Alors que le marché canadien de l’assurance fait face à des turbulences ces jours-ci, les assureurs s’en sortent mieux que bon nombre de leurs homologues à l’étranger, dit A.M. Best.

Au Canada, les compagnies d’assurance vie sont mieux capitalisées et interviennent de façon plus prudente que leurs homologues américains, du fait qu’elles se sont diversifiées à l’étranger en plus de prendre une place grandissante en gestion de patrimoine, a mentionné Ed Kohlberg, directeur adjoint d’A.M. Best, lors de la publication du dernier rapport sur l’assurance publié par la firme de notation.

Il n’en demeure pas moins que la faiblesse des taux d’intérêt, les problèmes de réglementation et la fluctuation de la valeur du dollar exercen Imprimert une certaine pression sur les compagnies canadiennes d’assurance vie, précise-t-il.

« Les compagnies préservent leurs marges et leurs objectifs de marge, mais est-ce que tout cela sera touché si les taux restent bas durant un bout de temps, s’interroge M. Kohlberg. Au cours des dernières années, les assureurs ont misé sur certains leviers permettant de préserver ces marges, mais pourront-ils continuer de le faire ? »

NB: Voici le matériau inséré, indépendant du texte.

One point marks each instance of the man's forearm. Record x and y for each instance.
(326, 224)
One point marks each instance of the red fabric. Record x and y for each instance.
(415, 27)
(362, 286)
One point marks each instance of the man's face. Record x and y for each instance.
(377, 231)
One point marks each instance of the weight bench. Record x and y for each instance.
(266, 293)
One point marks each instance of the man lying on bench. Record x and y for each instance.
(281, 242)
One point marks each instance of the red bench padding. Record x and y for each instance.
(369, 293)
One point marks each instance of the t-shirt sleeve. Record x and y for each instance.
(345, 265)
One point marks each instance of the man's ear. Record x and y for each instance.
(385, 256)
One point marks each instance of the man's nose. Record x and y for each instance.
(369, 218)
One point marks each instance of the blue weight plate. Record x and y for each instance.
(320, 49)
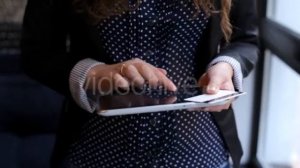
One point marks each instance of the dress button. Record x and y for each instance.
(149, 53)
(153, 122)
(152, 22)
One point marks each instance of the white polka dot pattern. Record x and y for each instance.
(165, 34)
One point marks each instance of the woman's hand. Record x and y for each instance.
(136, 72)
(217, 77)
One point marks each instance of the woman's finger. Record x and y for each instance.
(149, 75)
(132, 74)
(120, 82)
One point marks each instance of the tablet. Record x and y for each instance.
(147, 100)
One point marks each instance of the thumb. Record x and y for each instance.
(213, 85)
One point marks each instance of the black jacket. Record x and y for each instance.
(55, 38)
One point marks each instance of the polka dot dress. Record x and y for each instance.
(165, 33)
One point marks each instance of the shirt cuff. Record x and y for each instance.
(236, 66)
(76, 81)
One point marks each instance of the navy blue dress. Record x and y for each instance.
(165, 33)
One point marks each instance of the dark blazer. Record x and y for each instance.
(55, 38)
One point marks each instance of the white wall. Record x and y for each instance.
(243, 107)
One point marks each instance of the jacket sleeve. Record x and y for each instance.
(47, 41)
(243, 45)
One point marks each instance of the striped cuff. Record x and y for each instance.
(236, 66)
(76, 81)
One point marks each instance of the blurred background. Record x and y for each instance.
(29, 112)
(268, 117)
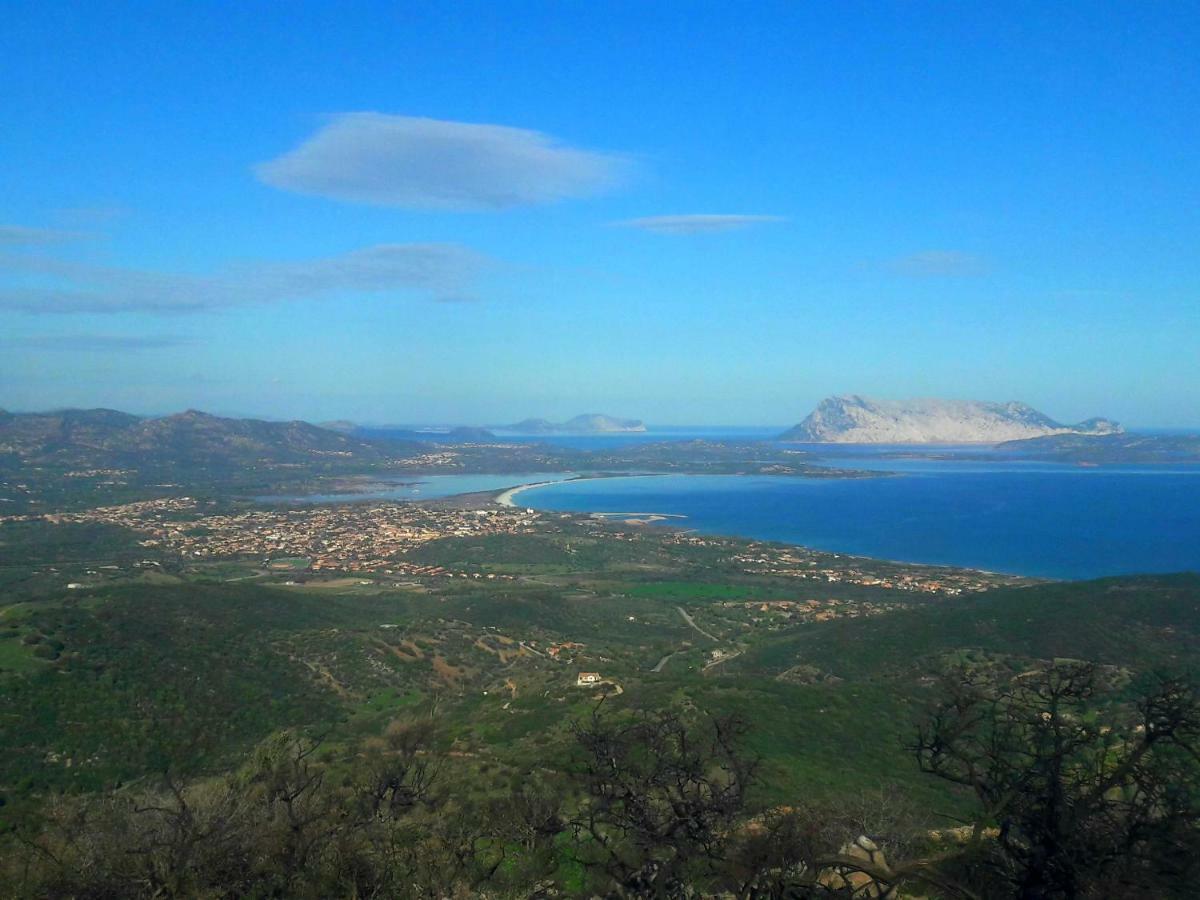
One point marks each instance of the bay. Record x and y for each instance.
(1027, 519)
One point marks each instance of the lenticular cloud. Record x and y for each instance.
(430, 163)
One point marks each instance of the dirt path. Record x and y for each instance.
(691, 622)
(664, 661)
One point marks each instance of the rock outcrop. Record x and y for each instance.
(852, 419)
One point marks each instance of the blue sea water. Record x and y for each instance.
(1026, 519)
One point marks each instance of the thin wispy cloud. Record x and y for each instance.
(699, 223)
(939, 264)
(99, 343)
(430, 163)
(439, 271)
(24, 234)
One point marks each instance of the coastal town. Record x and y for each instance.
(333, 538)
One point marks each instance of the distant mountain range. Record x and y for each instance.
(587, 424)
(852, 419)
(108, 437)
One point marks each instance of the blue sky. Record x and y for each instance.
(689, 213)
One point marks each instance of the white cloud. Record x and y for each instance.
(23, 234)
(430, 163)
(706, 223)
(442, 271)
(939, 264)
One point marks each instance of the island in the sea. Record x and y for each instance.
(852, 419)
(586, 424)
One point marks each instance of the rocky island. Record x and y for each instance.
(852, 419)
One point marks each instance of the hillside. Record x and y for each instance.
(852, 419)
(105, 437)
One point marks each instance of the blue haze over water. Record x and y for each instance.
(1047, 520)
(1036, 519)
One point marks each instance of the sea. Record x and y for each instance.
(1033, 519)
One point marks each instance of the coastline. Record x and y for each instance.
(504, 498)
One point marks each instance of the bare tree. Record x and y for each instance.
(1085, 798)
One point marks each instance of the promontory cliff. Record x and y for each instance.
(852, 419)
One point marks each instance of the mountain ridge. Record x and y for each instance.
(111, 437)
(855, 419)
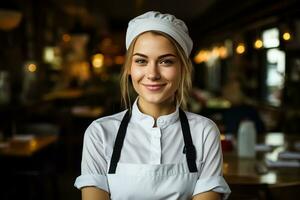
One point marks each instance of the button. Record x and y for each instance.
(161, 121)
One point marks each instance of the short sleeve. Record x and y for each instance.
(211, 177)
(93, 163)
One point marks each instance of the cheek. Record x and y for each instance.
(136, 74)
(174, 76)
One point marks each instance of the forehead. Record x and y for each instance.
(154, 43)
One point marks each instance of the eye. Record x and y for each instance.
(140, 61)
(167, 62)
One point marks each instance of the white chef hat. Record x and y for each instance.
(165, 23)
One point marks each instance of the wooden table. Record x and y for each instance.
(27, 148)
(242, 172)
(28, 168)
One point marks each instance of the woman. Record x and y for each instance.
(167, 154)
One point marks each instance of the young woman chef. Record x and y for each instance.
(154, 150)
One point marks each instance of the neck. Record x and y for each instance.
(156, 110)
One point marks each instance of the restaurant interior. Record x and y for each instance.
(60, 62)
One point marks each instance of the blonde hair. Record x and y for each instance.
(185, 85)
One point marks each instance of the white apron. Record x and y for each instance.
(152, 182)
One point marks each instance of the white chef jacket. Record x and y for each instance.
(154, 146)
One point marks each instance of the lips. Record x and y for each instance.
(154, 87)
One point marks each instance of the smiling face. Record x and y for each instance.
(155, 70)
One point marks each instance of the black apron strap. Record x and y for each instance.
(190, 149)
(119, 143)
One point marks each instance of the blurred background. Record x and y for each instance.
(59, 70)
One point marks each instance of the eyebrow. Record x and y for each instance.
(159, 57)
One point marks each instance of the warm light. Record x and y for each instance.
(223, 53)
(33, 144)
(31, 67)
(66, 37)
(222, 137)
(258, 44)
(286, 36)
(240, 49)
(98, 60)
(202, 56)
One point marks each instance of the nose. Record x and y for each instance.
(153, 72)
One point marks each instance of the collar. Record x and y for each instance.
(147, 120)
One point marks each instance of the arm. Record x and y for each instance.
(211, 183)
(93, 193)
(207, 196)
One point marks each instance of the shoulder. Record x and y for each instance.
(105, 126)
(196, 119)
(201, 125)
(110, 119)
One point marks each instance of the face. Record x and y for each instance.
(155, 70)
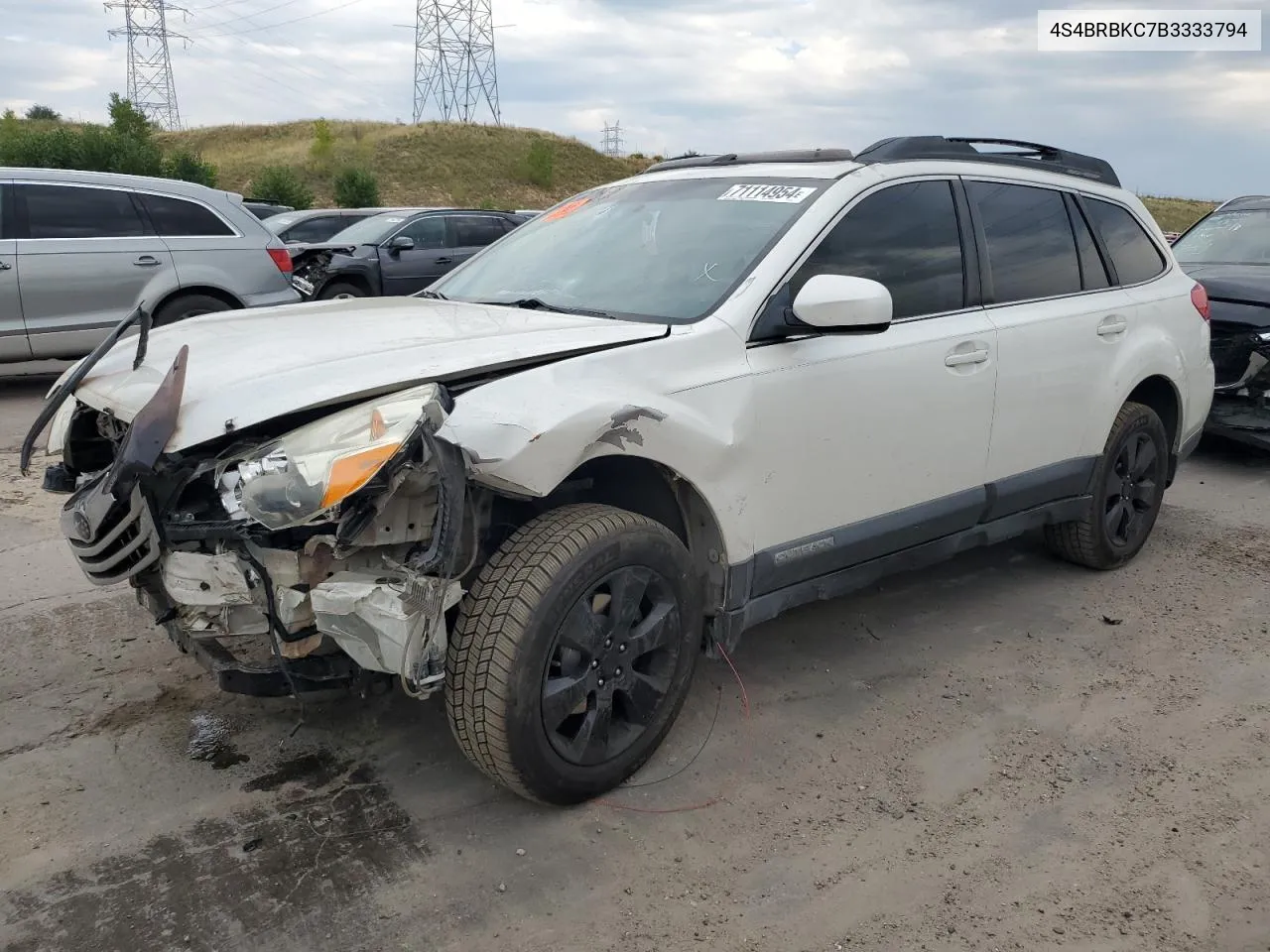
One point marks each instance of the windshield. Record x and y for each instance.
(370, 231)
(1227, 238)
(666, 250)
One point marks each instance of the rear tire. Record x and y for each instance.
(549, 690)
(1128, 490)
(189, 306)
(339, 291)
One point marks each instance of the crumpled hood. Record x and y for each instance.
(246, 367)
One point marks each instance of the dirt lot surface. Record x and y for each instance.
(1003, 753)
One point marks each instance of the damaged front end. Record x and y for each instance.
(1241, 399)
(318, 557)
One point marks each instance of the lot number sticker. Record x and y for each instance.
(789, 194)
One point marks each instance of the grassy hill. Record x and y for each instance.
(454, 164)
(429, 164)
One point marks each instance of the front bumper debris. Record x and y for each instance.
(1241, 403)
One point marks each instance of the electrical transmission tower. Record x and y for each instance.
(150, 85)
(453, 59)
(611, 143)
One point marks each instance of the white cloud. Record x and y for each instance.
(694, 73)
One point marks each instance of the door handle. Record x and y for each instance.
(959, 359)
(1111, 325)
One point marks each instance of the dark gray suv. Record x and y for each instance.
(79, 250)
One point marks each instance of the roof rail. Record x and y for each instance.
(1241, 198)
(793, 155)
(960, 148)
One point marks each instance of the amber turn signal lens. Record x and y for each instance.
(350, 472)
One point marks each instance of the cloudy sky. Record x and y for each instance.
(708, 75)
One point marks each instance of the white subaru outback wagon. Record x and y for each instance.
(661, 413)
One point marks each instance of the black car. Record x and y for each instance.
(1228, 253)
(397, 253)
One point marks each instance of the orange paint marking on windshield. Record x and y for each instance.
(566, 209)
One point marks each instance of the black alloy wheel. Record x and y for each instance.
(1128, 490)
(611, 666)
(1132, 489)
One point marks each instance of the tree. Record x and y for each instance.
(277, 182)
(356, 188)
(127, 119)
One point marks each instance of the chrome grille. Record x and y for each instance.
(125, 543)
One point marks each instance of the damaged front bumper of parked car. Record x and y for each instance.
(1241, 400)
(322, 556)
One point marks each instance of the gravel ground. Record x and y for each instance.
(1003, 753)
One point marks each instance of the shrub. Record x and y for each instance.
(277, 182)
(127, 119)
(190, 167)
(540, 164)
(356, 188)
(324, 143)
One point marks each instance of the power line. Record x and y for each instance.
(150, 84)
(285, 23)
(453, 60)
(611, 140)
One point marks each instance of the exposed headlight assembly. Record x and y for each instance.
(59, 426)
(298, 477)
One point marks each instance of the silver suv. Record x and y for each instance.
(79, 250)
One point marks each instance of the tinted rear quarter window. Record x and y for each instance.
(472, 231)
(906, 238)
(79, 211)
(176, 217)
(1032, 250)
(1093, 273)
(1133, 254)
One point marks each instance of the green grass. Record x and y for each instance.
(429, 164)
(456, 164)
(1176, 213)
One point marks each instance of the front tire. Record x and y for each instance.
(1128, 490)
(340, 291)
(572, 653)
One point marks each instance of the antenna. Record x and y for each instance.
(150, 85)
(453, 60)
(611, 143)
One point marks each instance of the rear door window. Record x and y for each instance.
(79, 212)
(476, 231)
(1133, 254)
(176, 217)
(1032, 249)
(426, 232)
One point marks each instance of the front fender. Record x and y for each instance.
(525, 434)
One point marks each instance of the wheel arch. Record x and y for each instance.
(190, 290)
(662, 494)
(1161, 395)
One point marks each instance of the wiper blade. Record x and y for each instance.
(64, 390)
(538, 303)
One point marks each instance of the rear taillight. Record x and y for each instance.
(1199, 298)
(282, 258)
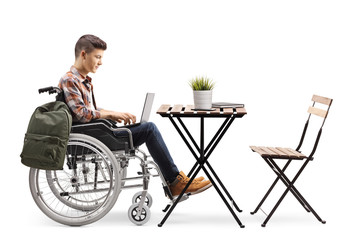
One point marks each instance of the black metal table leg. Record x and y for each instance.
(202, 160)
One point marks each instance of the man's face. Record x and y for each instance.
(93, 60)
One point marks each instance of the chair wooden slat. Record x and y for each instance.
(163, 109)
(323, 100)
(287, 152)
(228, 111)
(176, 109)
(258, 150)
(317, 111)
(241, 110)
(215, 112)
(279, 152)
(299, 155)
(188, 109)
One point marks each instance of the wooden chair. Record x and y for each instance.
(269, 154)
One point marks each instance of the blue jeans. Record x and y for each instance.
(148, 133)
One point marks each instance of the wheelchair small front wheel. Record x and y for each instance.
(137, 198)
(139, 216)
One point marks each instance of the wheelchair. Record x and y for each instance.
(94, 174)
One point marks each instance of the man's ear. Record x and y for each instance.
(83, 54)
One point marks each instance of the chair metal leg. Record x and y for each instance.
(269, 191)
(290, 187)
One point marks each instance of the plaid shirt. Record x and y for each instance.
(78, 93)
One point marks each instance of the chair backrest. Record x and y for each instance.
(319, 112)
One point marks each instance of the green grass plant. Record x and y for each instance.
(201, 84)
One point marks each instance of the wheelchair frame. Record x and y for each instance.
(94, 174)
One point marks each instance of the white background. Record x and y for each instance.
(270, 55)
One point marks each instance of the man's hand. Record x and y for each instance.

M. Kohlberg a tenu ces propos quelques minutes à peine avant que la Banque du Canada relève son taux d’intérêt de base de 0,25 point à 1 %, ce qui constitue une deuxième hausse de 0,25 point de base depuis juillet. Or, les experts avaient prévu qu’une telle hausse n’avait que 26 % de chances de se produire, signale M. Kohlberg. Elle a été décrétée par la Banque dans la foulée d’un récent rapport de Statistique Canada affirmant que l’économie avait enregistré une hausse de 4,5 % au deuxième trimestre. Elle s’est faite parallèlement à une augmentation de la valeur du dollar canadien, dont le taux de change est passé à 81,54 $ US ce jour-là.

La faiblesse des taux d’intérêt a bien sûr une incidence sur le marché de l’assurance. « Cela a une importance aux yeux d’une agence de notation, mais ce n’est pas tout ce qui compte », fait remarquer Anthony McSwieney, analyste financier principal de la division assurance vie chez A.M. Best.

Perspective de notation « stable »

Le marché canadien de l’assurance vie a malgré tout une perspective de notation « stable », alors qu’elle est négative chez ses homologues américains, tout comme du côté du marché des rentes, soutient le rapport d’A.M. Best. Chez nos voisins du Sud, l’industrie a été marquée par une volatilité croissante tant sur le plan économique que réglementaire, sans compter la pression constante des taux d’intérêt. Au Canada, l’industrie a su stratégiquement maintenir ses couts à un faible niveau et revoir le prix des produits existants, explique toutefois le rapport.

M. McSwieney estime que si Canada se dirige vers une croissance d’environ 3 % au présent exercice, l’arrivée de deux ou trois autres hausses des taux d’intérêt ne ferait pas de bien aux épargnants et entrainerait, aux yeux des agences de notation de crédit, de la volatilité en matière de couverture et de macro-couverture.

L’un des principaux avantages du marché canadien de l’assurance vie et de l’assurance maladie est qu’il connaît une croissance à l’étranger, fait remarquer M. Kohlberg. Des compagnies comme Manuvie, Sun Life et Great-West Lifeco y sont présentes depuis de nombreuses années et très connues, si bien que les nouveaux venus ont du mal à se faire une place au soleil.

À cet égard, il mentionne la division américaine de Manuvie, qui a fait l’acquisition des intérêts de New York Life dans le secteur des régimes de retraite il y a deux ans et qui poursuit sa croissance en Asie. De même, Financière Sun Life parachevait l’an dernier son acquisition des régimes d’avantages sociaux d’Assurant aux États-Unis, faisant de Sun Life United States le sixième groupe en importance du secteur des avantages sociaux aux États-Unis. Enfin, en 2016, la filiale irlandaise de Great-West Lifeco a obtenu la mainmise de GloHealth Financial Services, ce qui a fait grimper sa clientèle du marché irlandais de l’assurance maladie.

Dans le monde de l’assurance vie, les modifications de nature réglementaire ont toujours beaucoup de portée, ajoute M. Kohlberg. Il donne en exemple les nouvelles exigences en matière de fonds propres – officiellement appelées « Examen dynamique de suffisance du capital – assurance vie » ou EDSC — qui remplaceront le Montant minimal permanent requis pour le capital et l’excédent (MMPRCE) le 1er janvier 2018. Il mentionne que les règles entourant l’EDSC ne devraient pas faire augmenter le montant de capital exigé, sauf que certaines branches d’activité seront probablement davantage touchées par les nouvelles façons de faire. À son avis, cette réalité amènera peut-être des assureurs à en réévaluer l’intérêt financier.